Shady operators don’t just steal or misspend money. They divert millions of dollars that might otherwise flow to the many honorable organizations providing housing, job training, mental health care and other vital services to former military members and their families.
How veteran charity scams work
You may be approached in person, by mail, email, text or on the phone. Giving in the public society benefit category, which includes veterans, totaled $62.8 billion in 2023. Adjusted for inflation, that’s up more than 7 percent from the year before, according to Giving USA. Here are a few ways scammers try to get a piece of those funds.
Mimic genuine charities. Bogus military charities may reach out by direct mail, email, phone calls or texts, often imitating well-known charities. “Questionable operators are counting on the fact that you’re not going to look further to see if that’s the one you’re thinking of and you’re just going to give,” says Bennett Weiner, executive vice president and chief operating officer of the Better Business Bureau’s Wise Giving Alliance, which rates charities.

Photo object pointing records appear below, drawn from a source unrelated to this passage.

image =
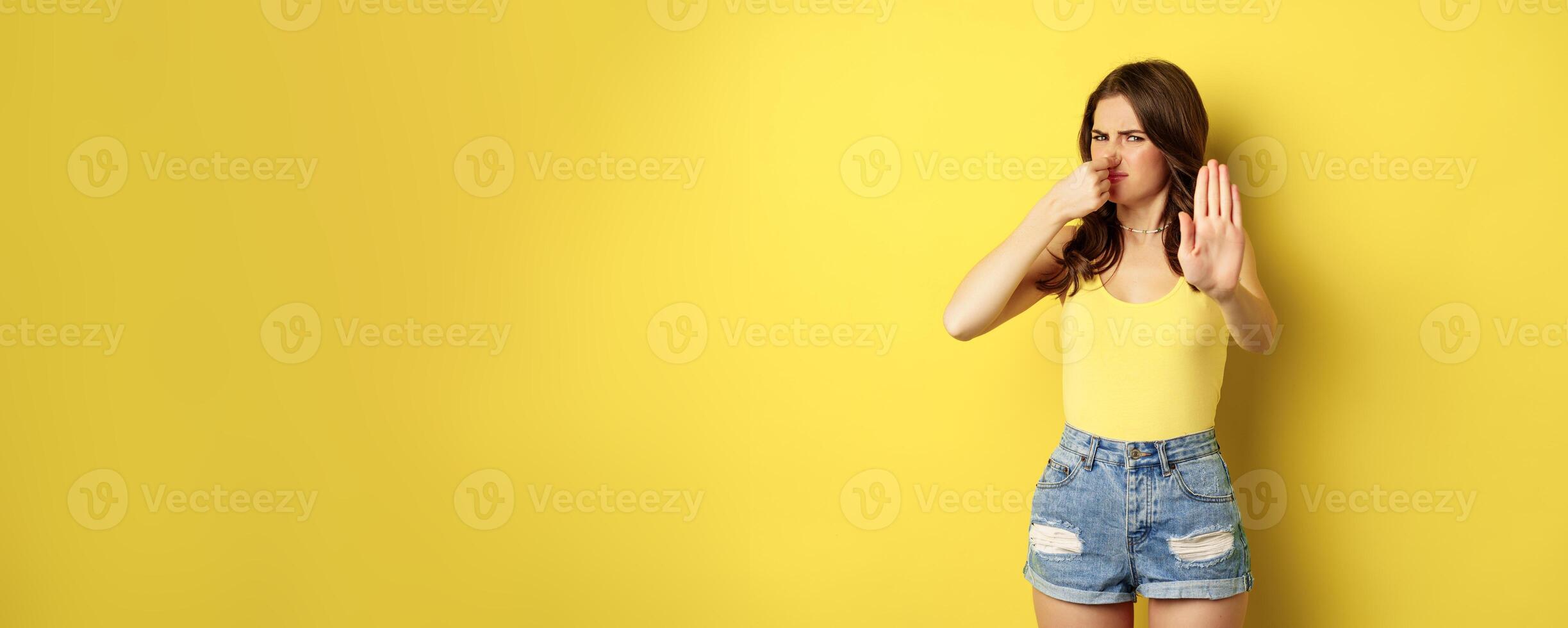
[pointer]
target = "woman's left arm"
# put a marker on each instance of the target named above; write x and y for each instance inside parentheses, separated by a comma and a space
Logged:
(1217, 258)
(1247, 310)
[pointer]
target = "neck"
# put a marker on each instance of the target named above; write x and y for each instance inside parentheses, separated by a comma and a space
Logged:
(1142, 214)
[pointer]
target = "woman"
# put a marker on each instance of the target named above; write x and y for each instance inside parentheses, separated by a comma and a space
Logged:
(1135, 498)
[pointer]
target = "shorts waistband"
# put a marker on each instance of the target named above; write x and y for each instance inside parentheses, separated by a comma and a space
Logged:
(1131, 454)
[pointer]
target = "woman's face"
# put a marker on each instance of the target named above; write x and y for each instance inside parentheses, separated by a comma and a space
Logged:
(1142, 172)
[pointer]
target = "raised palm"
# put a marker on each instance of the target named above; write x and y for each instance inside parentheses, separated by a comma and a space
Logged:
(1212, 239)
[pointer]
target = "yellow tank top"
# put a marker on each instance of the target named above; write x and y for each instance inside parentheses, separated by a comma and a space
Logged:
(1142, 371)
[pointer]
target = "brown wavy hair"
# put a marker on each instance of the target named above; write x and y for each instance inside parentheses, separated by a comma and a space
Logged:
(1172, 115)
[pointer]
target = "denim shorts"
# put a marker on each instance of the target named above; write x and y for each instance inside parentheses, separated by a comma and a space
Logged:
(1112, 520)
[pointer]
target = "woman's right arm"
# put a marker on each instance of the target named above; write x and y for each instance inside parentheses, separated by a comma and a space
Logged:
(1002, 285)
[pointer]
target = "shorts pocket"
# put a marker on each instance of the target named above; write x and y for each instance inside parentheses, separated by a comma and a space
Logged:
(1060, 468)
(1205, 478)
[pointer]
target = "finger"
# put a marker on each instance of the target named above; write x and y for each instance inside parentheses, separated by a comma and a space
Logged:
(1186, 233)
(1214, 189)
(1200, 194)
(1104, 164)
(1225, 192)
(1236, 206)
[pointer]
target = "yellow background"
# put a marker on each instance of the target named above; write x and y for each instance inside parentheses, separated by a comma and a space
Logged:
(770, 233)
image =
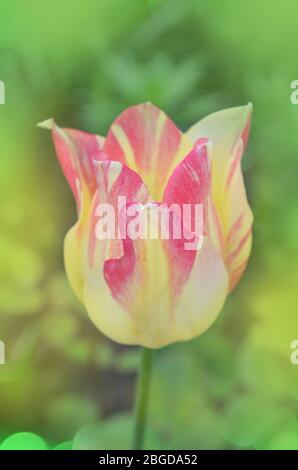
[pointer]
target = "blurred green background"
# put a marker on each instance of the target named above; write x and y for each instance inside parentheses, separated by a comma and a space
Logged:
(83, 63)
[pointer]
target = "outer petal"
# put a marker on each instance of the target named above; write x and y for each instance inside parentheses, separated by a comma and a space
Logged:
(147, 141)
(228, 132)
(77, 151)
(160, 292)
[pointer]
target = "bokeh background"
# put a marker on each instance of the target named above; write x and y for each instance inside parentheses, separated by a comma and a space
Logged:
(83, 63)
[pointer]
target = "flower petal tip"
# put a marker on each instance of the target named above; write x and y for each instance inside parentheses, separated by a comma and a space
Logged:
(47, 124)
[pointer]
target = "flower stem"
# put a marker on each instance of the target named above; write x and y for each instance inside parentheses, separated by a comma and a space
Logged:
(142, 395)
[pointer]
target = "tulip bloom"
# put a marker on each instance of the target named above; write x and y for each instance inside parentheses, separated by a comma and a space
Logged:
(155, 292)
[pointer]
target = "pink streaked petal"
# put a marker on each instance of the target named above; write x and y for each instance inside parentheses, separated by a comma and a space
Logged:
(190, 183)
(228, 131)
(77, 151)
(114, 181)
(148, 142)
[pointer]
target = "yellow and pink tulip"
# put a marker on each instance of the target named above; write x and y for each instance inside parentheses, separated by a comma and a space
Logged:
(154, 292)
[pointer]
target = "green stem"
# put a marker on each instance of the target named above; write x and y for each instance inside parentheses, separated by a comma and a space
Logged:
(142, 398)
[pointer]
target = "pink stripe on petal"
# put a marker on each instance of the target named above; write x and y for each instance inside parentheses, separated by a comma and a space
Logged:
(77, 151)
(148, 142)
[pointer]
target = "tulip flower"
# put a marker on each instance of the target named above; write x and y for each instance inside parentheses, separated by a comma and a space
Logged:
(155, 292)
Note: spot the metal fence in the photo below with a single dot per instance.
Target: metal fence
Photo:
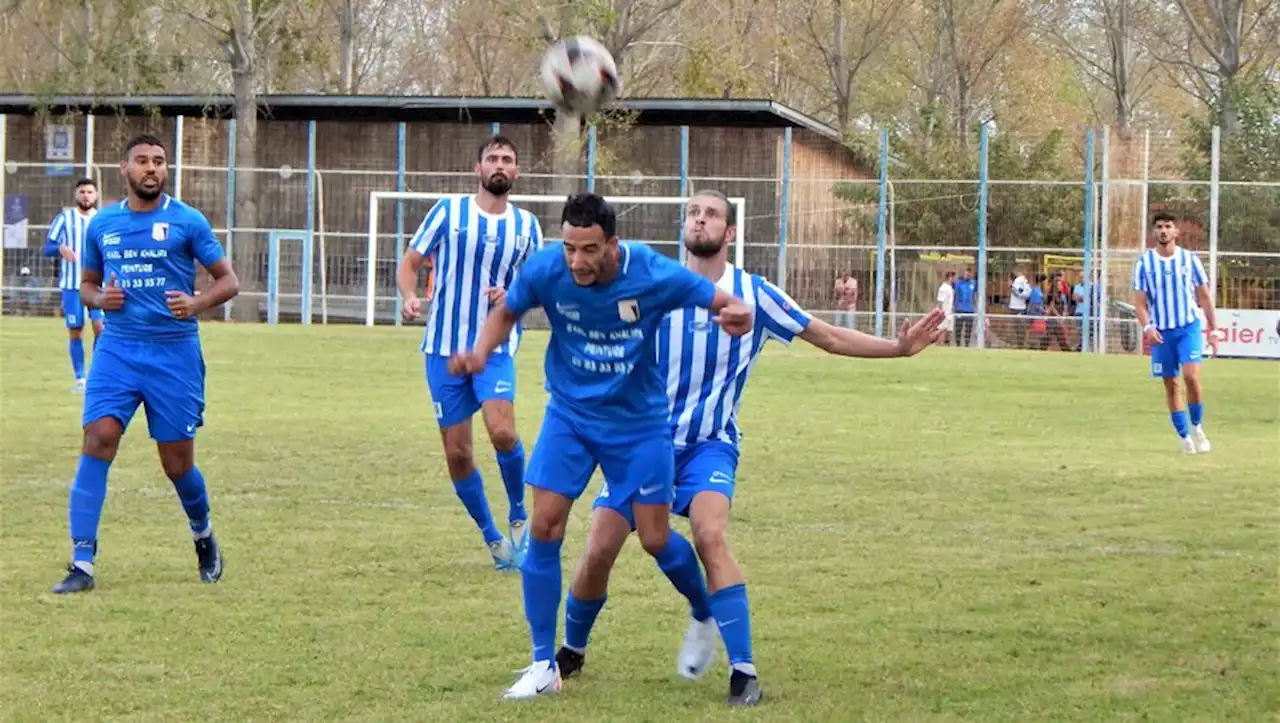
(895, 237)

Prey on your kind nature. They tell heartrending stories and use evocative images to appeal to your patriotism and sympathy. If you hesitate, they imply that veterans sacrificed for the country, but you’re unwilling to help them. “What I recommend is (that people) understand that there’s a difference between being supportive of a cause and being supportive of a specific charity working in that cause,” Styron says.
Pretend you’ve given before. They claim you gave to them before and they’re just following up on a promised donation or asking you to renew your contribution. “They are trying to make it sound like you’ve already vetted them and you just forgot,” Weiner says.